Before Halo it wasn't really intuitive I guess?
https://en.wikipedia.org/wiki/Alien_Resurrection_(video_game...
(For anyone else curious)
1 reply →
That's really strange because that setup was effectively the default for N64 games. Stick under your left thumb for movement and the C buttons under your right thumb for camera control
6 replies →
Yeah, that's another point: the modern first-person controls you describe were once thought to be counterintuitive compared to the old Wolfenstein style controls.
A similar point holds for third-person games: Before Super Mario 64, all third-person games had Wolfenstein style tank controls where left/right rotates the character in place and up/down makes it move forward/backward. E.g. Tomb Raider or Mega Man Legends. The idea to make character movement relative to the camera viewpoint wasn't obvious.
(Though the Tomb Raider developers tried to work around this to a degree by fixing the camera behind the character, which prevented to most counterintuitive control issues Mega Man Legends had, but also meant free camera rotation was impossible.)
So it's unrelated to the analog face buttons?

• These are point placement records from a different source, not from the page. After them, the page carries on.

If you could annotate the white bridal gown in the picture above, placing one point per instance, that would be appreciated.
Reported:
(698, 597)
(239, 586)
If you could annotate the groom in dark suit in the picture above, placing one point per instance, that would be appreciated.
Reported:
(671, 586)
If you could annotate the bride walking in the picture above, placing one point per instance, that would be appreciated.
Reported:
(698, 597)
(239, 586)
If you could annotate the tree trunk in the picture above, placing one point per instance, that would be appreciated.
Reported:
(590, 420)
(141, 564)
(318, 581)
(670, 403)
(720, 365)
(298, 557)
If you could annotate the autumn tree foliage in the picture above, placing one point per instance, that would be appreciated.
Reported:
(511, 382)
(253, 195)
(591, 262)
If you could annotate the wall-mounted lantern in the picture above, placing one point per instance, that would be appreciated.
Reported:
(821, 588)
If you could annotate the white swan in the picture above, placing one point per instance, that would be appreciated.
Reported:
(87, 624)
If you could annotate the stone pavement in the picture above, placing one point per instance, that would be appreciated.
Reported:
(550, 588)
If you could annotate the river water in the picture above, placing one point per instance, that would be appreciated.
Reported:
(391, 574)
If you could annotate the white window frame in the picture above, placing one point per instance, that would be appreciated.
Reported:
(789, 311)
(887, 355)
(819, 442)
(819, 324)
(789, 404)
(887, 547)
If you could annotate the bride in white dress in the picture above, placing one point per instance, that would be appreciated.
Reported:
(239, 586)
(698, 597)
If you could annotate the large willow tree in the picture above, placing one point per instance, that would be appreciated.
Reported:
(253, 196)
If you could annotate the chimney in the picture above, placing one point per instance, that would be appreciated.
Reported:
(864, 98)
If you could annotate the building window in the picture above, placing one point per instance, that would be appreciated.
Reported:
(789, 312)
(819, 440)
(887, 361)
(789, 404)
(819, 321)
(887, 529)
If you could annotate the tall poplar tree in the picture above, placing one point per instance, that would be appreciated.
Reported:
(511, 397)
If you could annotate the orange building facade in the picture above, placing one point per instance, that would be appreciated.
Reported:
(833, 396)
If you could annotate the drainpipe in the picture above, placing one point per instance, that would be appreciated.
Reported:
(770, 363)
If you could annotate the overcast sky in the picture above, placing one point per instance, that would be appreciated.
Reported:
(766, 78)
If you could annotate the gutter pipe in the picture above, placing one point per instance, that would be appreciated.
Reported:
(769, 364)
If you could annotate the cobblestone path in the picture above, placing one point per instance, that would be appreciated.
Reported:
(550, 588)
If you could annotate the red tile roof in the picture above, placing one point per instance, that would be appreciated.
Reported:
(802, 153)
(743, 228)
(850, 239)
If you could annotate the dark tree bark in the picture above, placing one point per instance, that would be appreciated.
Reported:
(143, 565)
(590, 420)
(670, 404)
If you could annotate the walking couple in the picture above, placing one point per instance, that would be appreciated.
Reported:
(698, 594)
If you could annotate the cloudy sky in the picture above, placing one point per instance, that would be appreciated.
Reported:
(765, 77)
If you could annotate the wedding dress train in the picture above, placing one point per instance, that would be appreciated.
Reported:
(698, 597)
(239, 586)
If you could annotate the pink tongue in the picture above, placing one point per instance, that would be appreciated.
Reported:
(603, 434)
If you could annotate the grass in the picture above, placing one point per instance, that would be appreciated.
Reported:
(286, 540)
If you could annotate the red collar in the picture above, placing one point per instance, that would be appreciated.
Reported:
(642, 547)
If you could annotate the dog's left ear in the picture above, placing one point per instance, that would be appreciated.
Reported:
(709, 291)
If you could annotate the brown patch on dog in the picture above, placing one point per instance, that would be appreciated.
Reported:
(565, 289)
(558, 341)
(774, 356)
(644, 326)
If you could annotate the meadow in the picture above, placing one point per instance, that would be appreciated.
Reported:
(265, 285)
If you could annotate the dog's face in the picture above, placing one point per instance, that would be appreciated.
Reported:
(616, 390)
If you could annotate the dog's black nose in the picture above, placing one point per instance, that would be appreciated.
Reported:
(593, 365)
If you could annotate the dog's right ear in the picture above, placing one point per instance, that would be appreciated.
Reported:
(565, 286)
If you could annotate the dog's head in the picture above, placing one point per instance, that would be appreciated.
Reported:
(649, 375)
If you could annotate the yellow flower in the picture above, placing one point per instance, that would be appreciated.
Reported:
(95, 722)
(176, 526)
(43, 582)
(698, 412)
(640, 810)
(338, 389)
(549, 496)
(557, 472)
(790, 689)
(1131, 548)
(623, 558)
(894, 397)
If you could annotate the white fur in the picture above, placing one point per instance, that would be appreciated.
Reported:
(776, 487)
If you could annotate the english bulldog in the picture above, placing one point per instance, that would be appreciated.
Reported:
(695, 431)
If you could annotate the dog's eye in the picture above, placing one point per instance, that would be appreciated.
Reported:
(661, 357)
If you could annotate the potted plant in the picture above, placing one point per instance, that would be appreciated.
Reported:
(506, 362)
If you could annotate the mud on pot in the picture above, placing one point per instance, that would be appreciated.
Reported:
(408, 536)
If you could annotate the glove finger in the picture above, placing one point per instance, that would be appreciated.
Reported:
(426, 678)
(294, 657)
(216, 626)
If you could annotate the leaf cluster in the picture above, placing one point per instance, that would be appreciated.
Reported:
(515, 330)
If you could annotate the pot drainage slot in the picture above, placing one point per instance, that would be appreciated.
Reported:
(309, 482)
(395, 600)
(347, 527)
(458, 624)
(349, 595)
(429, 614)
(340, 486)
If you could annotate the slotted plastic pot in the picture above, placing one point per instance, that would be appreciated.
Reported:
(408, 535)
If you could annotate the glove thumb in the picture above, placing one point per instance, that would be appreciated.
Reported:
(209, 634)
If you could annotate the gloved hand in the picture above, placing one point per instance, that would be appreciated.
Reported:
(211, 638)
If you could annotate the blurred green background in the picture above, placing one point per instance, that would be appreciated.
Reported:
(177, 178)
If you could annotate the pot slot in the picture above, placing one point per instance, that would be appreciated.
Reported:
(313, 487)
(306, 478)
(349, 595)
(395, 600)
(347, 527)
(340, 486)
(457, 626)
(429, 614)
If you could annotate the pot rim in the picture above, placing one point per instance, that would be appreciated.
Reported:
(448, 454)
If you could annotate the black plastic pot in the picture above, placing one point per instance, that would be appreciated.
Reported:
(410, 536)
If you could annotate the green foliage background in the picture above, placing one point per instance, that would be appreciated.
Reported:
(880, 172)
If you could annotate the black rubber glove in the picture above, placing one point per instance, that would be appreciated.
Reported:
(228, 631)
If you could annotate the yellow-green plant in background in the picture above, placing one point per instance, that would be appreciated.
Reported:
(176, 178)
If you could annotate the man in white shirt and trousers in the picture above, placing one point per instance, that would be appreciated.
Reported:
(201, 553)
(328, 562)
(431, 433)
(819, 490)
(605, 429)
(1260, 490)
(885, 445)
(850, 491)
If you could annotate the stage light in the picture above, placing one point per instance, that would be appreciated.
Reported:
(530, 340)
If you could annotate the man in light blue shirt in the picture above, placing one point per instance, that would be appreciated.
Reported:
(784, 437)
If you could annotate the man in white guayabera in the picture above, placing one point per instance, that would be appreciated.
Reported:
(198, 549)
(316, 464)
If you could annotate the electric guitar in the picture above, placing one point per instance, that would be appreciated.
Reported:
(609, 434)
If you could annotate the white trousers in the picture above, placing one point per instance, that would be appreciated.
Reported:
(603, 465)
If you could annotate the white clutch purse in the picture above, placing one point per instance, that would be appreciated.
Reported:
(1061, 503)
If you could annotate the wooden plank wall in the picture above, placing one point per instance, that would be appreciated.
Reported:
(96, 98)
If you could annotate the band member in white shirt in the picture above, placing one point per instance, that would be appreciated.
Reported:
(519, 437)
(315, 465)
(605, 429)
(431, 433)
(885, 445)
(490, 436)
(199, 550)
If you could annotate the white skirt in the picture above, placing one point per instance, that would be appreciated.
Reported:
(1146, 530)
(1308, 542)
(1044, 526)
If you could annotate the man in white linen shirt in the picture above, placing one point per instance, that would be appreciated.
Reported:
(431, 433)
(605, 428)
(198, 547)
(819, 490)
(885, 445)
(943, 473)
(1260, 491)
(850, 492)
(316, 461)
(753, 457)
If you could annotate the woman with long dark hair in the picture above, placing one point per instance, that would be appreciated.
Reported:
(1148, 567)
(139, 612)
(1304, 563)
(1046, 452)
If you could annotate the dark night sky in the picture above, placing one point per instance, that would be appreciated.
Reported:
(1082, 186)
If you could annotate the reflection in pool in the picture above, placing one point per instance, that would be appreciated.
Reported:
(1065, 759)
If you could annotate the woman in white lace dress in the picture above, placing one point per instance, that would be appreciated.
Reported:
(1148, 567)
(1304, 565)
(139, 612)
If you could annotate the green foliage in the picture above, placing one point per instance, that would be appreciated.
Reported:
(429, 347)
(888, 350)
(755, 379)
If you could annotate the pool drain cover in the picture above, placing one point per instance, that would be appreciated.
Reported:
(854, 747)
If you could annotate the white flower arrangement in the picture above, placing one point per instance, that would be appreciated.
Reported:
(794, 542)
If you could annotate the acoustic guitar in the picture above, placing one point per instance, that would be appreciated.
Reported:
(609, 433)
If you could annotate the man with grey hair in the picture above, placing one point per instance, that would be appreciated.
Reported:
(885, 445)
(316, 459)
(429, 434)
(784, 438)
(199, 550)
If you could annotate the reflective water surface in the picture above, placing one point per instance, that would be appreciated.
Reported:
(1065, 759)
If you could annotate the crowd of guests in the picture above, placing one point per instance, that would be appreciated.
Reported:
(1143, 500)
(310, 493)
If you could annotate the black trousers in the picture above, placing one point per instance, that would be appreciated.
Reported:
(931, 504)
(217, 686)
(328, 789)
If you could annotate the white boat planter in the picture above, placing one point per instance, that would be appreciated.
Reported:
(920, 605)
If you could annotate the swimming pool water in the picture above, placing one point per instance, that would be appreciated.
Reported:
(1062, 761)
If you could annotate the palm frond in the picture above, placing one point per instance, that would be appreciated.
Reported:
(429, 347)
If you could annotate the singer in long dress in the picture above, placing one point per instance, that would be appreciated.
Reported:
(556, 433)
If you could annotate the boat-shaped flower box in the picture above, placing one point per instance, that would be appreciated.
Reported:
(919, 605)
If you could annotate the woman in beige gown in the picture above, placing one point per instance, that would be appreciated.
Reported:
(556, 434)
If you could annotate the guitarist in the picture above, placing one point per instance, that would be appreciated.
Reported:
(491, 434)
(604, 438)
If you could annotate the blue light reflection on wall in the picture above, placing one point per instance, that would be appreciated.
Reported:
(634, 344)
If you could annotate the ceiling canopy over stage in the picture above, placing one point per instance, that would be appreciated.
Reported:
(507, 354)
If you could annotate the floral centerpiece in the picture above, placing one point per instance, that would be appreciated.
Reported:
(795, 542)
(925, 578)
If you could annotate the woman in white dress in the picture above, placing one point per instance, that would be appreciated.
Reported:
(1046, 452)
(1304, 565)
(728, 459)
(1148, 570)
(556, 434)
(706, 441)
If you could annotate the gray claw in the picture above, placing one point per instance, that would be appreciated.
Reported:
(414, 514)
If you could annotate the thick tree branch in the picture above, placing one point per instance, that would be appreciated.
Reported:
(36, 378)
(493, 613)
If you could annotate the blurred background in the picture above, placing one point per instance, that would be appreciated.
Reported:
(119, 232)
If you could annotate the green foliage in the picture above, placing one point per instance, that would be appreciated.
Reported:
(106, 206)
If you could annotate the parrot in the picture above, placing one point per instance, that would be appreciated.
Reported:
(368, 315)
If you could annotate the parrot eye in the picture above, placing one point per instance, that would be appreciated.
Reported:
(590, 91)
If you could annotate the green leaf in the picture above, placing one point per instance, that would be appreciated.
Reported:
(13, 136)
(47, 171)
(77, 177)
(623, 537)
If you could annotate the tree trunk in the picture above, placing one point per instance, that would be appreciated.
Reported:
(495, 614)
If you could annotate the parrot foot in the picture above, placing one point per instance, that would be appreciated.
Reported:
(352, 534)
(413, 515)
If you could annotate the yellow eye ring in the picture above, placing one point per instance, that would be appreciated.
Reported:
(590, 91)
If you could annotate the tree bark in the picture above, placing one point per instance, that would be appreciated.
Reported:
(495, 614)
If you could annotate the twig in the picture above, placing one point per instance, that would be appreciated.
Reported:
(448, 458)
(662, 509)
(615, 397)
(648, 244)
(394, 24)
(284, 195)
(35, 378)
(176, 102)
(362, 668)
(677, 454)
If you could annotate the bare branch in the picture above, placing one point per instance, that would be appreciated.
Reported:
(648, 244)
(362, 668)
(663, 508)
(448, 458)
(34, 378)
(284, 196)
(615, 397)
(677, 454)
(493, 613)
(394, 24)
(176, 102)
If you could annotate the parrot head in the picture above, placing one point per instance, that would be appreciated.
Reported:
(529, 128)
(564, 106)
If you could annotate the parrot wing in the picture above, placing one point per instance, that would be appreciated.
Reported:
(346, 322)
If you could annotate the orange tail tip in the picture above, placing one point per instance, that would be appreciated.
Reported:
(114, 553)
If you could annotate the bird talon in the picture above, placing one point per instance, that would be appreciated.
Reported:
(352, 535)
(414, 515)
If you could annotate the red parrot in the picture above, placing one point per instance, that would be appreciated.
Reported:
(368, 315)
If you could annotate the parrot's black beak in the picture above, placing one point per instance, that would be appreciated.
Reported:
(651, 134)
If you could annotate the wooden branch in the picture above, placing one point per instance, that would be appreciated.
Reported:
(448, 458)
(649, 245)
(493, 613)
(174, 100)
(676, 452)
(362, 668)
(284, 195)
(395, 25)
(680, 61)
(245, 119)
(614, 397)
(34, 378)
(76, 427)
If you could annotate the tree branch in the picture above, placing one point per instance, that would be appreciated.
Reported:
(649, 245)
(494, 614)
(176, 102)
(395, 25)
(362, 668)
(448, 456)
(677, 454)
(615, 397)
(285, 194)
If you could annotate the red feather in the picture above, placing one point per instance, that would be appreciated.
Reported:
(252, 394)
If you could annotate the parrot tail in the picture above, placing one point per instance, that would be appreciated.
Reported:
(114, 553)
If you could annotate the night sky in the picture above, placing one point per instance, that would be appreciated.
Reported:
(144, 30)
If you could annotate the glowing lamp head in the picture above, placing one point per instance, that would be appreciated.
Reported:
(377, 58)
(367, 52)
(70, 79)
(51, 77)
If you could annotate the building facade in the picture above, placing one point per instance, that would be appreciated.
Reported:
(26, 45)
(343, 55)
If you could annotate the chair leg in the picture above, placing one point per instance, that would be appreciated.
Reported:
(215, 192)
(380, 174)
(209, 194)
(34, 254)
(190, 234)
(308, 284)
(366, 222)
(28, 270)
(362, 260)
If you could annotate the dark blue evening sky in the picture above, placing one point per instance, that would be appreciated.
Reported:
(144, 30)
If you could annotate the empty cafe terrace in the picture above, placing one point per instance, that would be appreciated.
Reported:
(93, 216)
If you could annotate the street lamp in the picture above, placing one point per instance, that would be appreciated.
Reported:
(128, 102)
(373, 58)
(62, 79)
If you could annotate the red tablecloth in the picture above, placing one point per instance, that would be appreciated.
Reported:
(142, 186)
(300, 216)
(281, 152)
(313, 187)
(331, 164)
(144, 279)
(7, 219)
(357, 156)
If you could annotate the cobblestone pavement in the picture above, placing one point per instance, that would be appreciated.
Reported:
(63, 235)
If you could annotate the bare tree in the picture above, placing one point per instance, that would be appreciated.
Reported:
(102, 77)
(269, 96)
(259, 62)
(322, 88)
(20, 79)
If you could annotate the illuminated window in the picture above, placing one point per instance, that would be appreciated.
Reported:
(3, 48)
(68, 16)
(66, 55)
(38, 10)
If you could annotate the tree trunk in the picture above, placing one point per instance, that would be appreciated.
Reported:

I don't know what "face buttons" are, but the Analog button only toggles how the Joysticks work, toggling between sending Analog or Digital signals.
The buttons on the front of a playstation controller (d-pad, cross/circle/triangle/square) were pressure sensitive on the ps2/ps2.
256 levels on the ps2, 1024 on the ps3. Few games used this outside of racing games, and they were removed from the ps4 controller. It's most commonly noticed when configuring a ps3 controller on a PC.